Sure, it is commendable that a Democratic governor, a Democratic House leadership and a Republican Senate leadership cooperated so well on finding a solution to the immediate crisis. Gov. Steve Beshear, House Speaker Greg Stumbo and Senate President David Williams deservedly patted themselves on their respective backs for their bipartisan cooperation.
And yes, all three say they are committed to comprehensive tax reform sometime in the future. Beshear and Stumbo had to pledge their commitment to that goal to get HB 144 through the House.
But we’ve heard those promises before, so often that I suspect Sen.
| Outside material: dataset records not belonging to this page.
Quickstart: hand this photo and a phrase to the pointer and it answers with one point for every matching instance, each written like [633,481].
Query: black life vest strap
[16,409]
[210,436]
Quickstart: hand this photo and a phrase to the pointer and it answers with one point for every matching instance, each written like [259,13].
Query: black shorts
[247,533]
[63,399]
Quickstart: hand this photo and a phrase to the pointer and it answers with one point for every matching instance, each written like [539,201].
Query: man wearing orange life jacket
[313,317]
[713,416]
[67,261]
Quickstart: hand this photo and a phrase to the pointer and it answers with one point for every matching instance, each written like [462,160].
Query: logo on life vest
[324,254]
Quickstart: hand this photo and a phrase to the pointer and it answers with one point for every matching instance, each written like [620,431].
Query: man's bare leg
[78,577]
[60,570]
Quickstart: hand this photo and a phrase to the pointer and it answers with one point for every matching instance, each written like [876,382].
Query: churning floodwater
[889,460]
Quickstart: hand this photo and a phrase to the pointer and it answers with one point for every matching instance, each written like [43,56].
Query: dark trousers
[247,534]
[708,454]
Julie Denton, R-Louisville, was right Friday when she said of such vows: “Well, the check’s in the mail and I’ll respect you in the morning is what I think about that.”
Somehow, “comprehensive tax reform” never lives up to its “comprehensive” name. Lawmakers always settle for “tax tweaking,” as they did Friday, or “tax tinkerization,” as they did during former Gov. Ernie Fletcher’s term.
So, despite all the talk heard during Friday’s Senate debate and throughout this session about bringing the state’s tax code into the 21st century, holding your breath in anticipation of it happening will just leave you breathless.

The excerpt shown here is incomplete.